単純モデルが示せるのは、ある性質が現れるのに何が必要そうかという骨組みです。ある材料の伝導率が具体的に何S/cmになるかは、削ぎ落とした部分——元素の質量、結合の異方性、粒界や欠陥——が決めます。設計指針と設計図は別物です。

研究グループ自身も、今後の展開として本研究で得られた知見を実際の材料系へ応用することを挙げています。つまり、普遍的な機構を示した段階であって、実材料での検証はこれからだという位置づけです。査読は通っていますが、計算研究の妥当性は最終的に別の手法や実験との照合で確かめられます。


次に確かめられること

私が次の報告で見たいのは一点です。この二条件を物差しとして既知の超イオン伝導体を並べたとき、速い材料と遅い材料がきちんと分かれるかどうか。分かれるなら、候補材料をふるいにかける前段の道具として使えます。分かれないなら、削ぎ落とした要素のどれかが主役だったことになり、それも収穫です。どちらに転んでも、次に測るべきものがはっきりします。

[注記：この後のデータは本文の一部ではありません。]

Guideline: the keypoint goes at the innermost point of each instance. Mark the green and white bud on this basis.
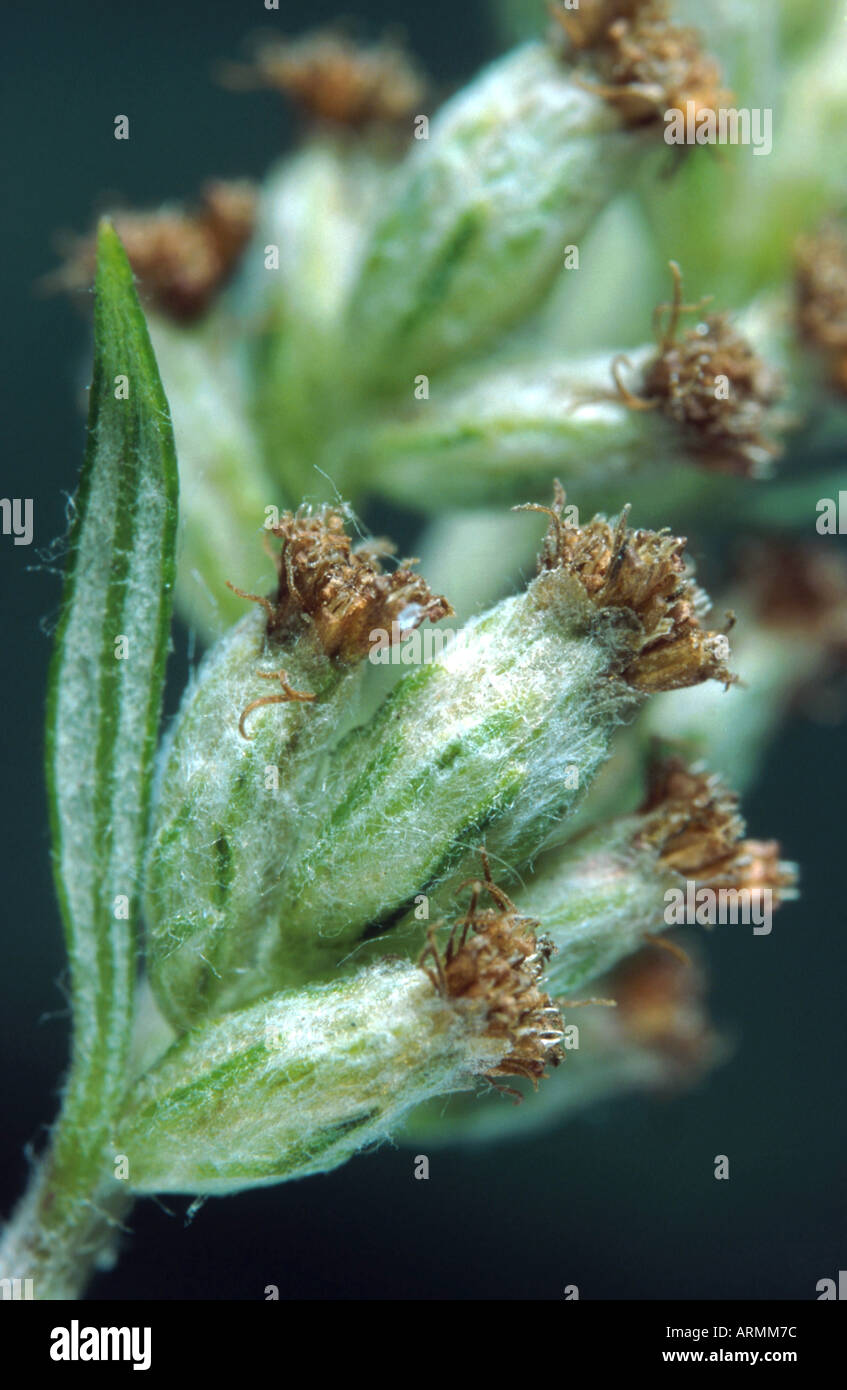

出典:Sucharita Niyogi, Takenobu Nakamura, Genki Kobayashi, Yasunobu Ando, Takeshi Kawasaki, "Probing Anharmonic and Heterogeneous Carrier Dynamics Across Sublattice Melting in a Minimal Model Superionic Conductor", Proceedings of the National Academy of Sciences (PNAS)、2026年7月8日公開(日本時間)・査読済み、DOI: 10.1073/pnas.2605867123/東京科学大学プレスリリース「固体中をイオンが高速で流れる仕組みを解明 — 単純物理モデルが明らかにした超イオン伝導の基礎原理 —」2026年7月21日公開/理化学研究所プレスリリース(同日、大阪大学・産業技術総合研究所・東京科学大学との共同発表)
EDITOR'S NOTE — サグル:一次発表を読み比べていて、図の説明文がいちばん正直だと感じました。拡散係数のグラフで、キャリアの線とホストの線が離れていく領域に色が付いている。あの色の外側では起きない、と書いてあるのと同じです。「条件がそろえば普遍的に起きる」という言い方は、裏を返せば「そろわなければ起きない」という制約の話でもあります。強い主張ほど、適用範囲を確かめる作業が楽しくなります。